How many combinations of hamburgers can you have with 12 toppings?
depends - how many toppings per burger?
If any possible combination of toppings is allowed, you basically have
C(12,0) + C(12,1) + ... + C(12,12) = 2^12 = 4096
4095 if you don't allow 0 toppings.
To find the number of combinations of hamburgers with 12 toppings, we can use the concept of combinations in combinatorics.
Each topping can be classified as either included or not included on a particular hamburger. For each topping, there are two possibilities: it can be included (1) or not included (0).
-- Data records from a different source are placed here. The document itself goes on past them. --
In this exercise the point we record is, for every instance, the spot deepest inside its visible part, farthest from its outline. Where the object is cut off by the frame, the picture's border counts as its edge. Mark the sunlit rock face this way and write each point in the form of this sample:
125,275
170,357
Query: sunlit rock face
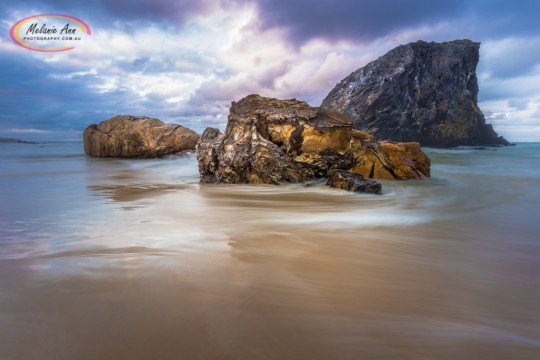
274,141
125,136
423,92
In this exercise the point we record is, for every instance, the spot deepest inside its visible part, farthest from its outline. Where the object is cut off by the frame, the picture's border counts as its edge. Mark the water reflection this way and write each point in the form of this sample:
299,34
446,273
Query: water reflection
443,269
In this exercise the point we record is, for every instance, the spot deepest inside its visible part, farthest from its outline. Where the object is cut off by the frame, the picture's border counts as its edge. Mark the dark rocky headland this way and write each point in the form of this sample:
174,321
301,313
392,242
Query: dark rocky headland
273,141
425,92
125,136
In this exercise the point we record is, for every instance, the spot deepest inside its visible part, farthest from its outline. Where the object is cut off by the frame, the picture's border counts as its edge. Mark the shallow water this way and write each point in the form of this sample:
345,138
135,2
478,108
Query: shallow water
126,259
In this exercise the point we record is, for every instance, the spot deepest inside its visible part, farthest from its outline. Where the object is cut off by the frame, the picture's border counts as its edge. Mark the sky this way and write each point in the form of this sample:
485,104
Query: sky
184,61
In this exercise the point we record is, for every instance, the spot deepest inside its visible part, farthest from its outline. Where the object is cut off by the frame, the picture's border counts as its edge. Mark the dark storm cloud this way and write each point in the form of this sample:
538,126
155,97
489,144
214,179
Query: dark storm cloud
34,98
367,20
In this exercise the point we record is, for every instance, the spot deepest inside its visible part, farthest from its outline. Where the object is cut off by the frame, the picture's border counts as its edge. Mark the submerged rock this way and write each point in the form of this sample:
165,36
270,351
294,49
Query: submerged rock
273,141
424,92
352,182
126,136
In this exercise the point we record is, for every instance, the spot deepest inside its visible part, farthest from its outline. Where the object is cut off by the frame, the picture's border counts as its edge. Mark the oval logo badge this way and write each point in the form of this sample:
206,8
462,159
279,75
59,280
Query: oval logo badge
49,32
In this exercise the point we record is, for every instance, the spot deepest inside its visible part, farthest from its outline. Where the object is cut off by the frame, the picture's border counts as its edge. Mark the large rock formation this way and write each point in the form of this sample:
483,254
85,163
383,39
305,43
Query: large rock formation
273,141
126,136
425,92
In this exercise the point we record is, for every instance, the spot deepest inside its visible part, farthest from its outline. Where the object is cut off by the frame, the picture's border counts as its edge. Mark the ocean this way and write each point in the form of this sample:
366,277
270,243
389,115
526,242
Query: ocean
135,259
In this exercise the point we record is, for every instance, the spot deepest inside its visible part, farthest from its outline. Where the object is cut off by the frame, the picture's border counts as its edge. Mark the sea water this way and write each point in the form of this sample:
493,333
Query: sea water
135,259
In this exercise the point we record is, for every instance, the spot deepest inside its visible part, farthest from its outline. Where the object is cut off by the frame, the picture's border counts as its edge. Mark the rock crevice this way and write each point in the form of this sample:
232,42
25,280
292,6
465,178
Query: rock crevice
274,141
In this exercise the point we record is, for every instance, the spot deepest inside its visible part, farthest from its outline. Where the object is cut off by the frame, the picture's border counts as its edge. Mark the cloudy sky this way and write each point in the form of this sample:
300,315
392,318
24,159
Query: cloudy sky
184,61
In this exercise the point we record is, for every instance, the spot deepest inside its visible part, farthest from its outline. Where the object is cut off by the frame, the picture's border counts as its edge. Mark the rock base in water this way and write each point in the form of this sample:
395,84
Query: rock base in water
352,182
137,137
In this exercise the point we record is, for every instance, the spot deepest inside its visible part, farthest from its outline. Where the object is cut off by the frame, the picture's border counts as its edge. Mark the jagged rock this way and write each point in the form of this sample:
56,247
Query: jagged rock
126,136
352,182
424,92
273,141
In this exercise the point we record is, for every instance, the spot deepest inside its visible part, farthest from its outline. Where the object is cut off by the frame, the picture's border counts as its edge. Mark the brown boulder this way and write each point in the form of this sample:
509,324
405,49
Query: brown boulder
272,141
126,136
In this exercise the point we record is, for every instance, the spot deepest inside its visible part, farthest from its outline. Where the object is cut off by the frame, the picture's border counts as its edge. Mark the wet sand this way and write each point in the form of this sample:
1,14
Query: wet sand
144,266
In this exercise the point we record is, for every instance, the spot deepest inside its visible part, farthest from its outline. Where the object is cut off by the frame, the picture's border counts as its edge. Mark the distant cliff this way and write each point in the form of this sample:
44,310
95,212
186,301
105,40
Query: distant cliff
425,92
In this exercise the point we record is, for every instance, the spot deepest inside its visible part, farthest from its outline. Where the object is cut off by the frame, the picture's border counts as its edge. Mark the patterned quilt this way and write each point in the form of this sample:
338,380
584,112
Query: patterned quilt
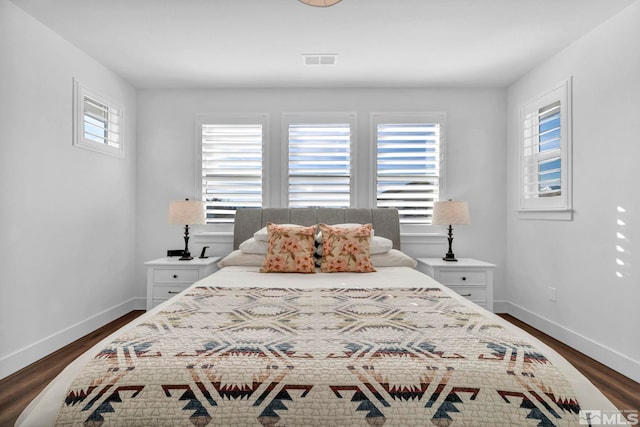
319,357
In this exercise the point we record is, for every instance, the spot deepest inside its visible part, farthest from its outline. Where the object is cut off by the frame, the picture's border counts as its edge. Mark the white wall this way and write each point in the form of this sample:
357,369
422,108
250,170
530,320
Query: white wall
67,245
475,155
596,311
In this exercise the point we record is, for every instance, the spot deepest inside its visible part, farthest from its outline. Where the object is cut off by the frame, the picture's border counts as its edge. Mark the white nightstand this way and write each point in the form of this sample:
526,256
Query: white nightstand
167,277
469,277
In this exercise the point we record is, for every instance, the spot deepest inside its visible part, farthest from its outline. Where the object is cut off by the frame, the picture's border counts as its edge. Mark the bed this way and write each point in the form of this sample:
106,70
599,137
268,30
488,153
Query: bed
388,347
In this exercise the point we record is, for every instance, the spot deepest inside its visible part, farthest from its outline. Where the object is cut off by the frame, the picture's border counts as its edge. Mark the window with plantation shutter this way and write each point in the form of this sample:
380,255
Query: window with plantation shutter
98,122
545,150
408,164
319,161
231,166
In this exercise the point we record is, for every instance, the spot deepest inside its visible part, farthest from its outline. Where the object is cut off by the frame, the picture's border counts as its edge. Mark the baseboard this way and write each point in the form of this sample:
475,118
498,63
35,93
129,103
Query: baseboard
603,354
19,359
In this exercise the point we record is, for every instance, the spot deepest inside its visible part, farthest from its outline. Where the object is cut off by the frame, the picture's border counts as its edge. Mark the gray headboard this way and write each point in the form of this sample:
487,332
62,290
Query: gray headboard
385,221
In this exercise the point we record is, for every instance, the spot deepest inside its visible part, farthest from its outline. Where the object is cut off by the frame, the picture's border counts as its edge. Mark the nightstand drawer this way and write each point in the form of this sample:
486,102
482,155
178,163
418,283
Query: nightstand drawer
175,275
462,277
163,292
474,293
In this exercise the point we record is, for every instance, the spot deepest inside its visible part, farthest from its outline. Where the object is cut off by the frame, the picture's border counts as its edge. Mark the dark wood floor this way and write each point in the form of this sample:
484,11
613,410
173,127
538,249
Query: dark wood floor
17,390
20,388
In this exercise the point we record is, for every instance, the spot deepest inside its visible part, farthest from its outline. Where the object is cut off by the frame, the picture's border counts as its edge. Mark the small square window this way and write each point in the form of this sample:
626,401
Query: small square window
98,122
545,155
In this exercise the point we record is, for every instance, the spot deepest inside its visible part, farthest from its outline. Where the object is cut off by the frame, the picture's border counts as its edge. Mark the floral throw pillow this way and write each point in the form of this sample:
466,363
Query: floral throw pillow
289,249
346,249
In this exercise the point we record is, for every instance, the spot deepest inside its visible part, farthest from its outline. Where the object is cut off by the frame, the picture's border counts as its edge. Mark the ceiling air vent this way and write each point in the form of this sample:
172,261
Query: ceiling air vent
320,59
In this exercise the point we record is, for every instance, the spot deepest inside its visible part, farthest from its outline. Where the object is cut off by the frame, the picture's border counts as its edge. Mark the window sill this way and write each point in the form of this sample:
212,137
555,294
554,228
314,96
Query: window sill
546,214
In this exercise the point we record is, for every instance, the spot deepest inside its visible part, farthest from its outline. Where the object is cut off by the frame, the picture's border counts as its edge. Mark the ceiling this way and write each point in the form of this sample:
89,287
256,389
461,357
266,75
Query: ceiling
380,43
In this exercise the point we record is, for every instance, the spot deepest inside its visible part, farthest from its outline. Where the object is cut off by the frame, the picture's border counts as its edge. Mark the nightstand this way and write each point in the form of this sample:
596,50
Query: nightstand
471,278
167,277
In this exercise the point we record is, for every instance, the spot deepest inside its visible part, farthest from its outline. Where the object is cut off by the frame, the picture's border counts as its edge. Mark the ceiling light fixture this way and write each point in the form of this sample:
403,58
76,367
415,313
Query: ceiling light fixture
320,3
319,58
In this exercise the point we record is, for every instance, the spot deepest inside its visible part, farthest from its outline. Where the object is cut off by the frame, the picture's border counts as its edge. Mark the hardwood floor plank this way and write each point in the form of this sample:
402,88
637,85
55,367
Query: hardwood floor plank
18,389
622,391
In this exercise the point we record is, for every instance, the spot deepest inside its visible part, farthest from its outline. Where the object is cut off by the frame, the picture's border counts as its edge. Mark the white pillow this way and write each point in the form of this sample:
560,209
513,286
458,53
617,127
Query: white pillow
262,234
379,245
393,258
237,257
253,246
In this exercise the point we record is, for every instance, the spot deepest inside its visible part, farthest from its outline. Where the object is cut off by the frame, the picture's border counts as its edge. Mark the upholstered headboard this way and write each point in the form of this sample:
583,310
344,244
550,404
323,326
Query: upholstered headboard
249,220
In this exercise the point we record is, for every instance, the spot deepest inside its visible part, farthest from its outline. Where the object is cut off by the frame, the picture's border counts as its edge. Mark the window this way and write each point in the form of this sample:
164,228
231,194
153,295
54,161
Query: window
545,186
408,164
231,165
319,160
98,122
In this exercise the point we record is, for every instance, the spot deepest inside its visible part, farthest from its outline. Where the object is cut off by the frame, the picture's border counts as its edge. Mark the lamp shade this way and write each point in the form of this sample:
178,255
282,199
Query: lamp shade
186,212
451,212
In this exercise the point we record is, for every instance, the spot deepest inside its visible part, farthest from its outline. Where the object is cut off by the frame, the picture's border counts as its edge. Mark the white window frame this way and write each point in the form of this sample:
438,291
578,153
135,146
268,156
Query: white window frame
554,207
318,118
439,118
232,118
113,144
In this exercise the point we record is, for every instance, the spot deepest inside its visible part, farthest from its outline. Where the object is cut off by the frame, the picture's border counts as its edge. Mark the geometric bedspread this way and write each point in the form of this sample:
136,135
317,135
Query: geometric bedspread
319,357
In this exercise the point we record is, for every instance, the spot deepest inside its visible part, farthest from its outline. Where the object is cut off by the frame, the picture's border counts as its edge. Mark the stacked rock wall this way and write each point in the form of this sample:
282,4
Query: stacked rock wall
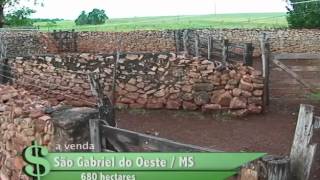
33,42
22,120
152,81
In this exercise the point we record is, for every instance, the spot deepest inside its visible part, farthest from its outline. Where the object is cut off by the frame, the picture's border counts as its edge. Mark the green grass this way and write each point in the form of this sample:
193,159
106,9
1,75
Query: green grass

Since we have 12 toppings, we can think of creating a 12-digit binary number, where each digit represents a topping. For example, the binary number 101010101010 would indicate that the burger includes the 1st, 3rd, 5th, 7th, 9th, and 11th toppings.
To find the number of different combinations, we need to calculate the total number of possible binary numbers we can create using 12 digits.
Since each digit has two possibilities (either 0 or 1), the total number of combinations can be found by raising 2 to the power of the number of digits. In this case, it would be 2^12.
Calculating 2^12, we find that there are 4,096 possible combinations of hamburgers with 12 toppings. Hence, you can have 4,096 different combinations of hamburgers with the given 12 toppings.